Wer darf Richard III. spielen? In Großbritannien wird zurzeit heftig über Shakespeares Titelhelden diskutiert, nachdem das berühmte Globe Theatre für das Casting zu „Richard III.“ kritisiert wurde. In einem Offenen Brief heißt es, man sei „empört und enttäuscht über die Besetzung dieser Rolle“. Weil Michelle Terry, die im Frühsommer den für seine Grausamkeit bekannten König spielen soll, eine Frau ist? Nein, weil sie nicht körperlich behindert ist.

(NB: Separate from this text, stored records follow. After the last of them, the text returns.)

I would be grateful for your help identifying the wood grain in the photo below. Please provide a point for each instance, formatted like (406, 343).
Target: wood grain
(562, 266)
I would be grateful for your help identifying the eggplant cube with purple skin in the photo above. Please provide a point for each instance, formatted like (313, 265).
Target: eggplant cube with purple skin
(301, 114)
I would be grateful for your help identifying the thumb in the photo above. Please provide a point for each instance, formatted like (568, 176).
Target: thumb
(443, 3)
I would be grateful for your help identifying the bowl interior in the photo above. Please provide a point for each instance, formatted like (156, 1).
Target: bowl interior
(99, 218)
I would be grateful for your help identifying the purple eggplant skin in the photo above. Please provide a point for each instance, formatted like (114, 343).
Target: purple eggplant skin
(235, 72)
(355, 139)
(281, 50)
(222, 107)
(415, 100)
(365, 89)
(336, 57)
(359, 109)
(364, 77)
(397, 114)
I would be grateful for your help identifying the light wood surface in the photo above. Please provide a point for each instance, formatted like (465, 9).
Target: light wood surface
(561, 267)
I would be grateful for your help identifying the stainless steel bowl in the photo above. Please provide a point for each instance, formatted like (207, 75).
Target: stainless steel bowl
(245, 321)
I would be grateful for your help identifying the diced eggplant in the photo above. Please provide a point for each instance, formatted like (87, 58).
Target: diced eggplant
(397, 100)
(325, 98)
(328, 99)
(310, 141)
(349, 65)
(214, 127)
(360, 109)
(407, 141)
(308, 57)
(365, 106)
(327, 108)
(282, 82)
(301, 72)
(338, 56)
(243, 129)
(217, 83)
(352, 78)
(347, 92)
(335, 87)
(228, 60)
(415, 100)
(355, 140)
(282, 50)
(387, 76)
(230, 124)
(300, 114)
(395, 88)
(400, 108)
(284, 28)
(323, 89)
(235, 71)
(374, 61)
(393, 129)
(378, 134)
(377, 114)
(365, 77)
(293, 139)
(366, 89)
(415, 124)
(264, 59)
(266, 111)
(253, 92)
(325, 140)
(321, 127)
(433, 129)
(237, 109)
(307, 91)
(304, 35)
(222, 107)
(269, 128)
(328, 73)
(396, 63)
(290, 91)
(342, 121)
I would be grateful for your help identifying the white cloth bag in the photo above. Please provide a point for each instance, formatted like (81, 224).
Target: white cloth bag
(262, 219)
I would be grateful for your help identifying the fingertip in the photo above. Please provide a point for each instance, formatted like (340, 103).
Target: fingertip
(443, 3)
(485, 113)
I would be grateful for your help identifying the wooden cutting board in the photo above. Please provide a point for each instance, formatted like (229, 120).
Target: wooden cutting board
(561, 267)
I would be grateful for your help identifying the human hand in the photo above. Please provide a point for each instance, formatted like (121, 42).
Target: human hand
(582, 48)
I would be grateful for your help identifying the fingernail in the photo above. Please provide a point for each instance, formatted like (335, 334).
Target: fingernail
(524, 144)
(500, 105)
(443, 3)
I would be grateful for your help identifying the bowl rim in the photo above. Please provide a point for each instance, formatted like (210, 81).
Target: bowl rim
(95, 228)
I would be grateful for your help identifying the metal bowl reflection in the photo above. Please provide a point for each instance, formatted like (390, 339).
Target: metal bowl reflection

„Richard III. ist eine ikonische behinderte Figur“, heißt es in dem Schreiben der Disabled Artists Alliance, das von zahlreichen Unterstützern unterzeichnet wurde. Richard sei eine der ersten Figuren, die die Auswirkungen einer behindertenfeindlichen Gesellschaft erlebt und dokumentiert habe. „Diese Rolle gehört zu uns. Es ist beleidigend und geschmacklos, wenn Richard von jemandem dargestellt wird, der nicht zur Community gehört.“
Die Argumentation schießt weit über das Ziel hinaus. Behinderte Schauspieler sollen gleichberechtigt sein und – wie Kate Mulvany 2017 oder Arthur Hughes 2022 – Richard III. spielen können. Die eigene Erfahrung kann dafür fruchtbar sein, ist aber nicht zwingend. Es gibt keinen exklusiven Zugang zu der Rolle, weil es im Theater um gespielte Erfahrung geht. Sonst müssten auch adelige Herkunft oder Morderfahrung abgefragt werden.
Der Rest ist Shakespeare
Wie man die Rolle des Richard gestaltet, ist bei jedem Schauspieler anders – das macht den Reiz aus. Körper und Geschlecht, soziale Herkunft und Beischlafvorlieben sind nicht ohne Einfluss, doch das Entscheidende sind sie nicht. Am Ende ist wichtig, was auf der Bühne passiert – in der großen Umcodierungsmaschine des Theaters. Wer aber Behinderung wie in dem Offenen Brief eine „geschützte Identität“ nennt, ersetzt das Spiel durch eine Festlegung.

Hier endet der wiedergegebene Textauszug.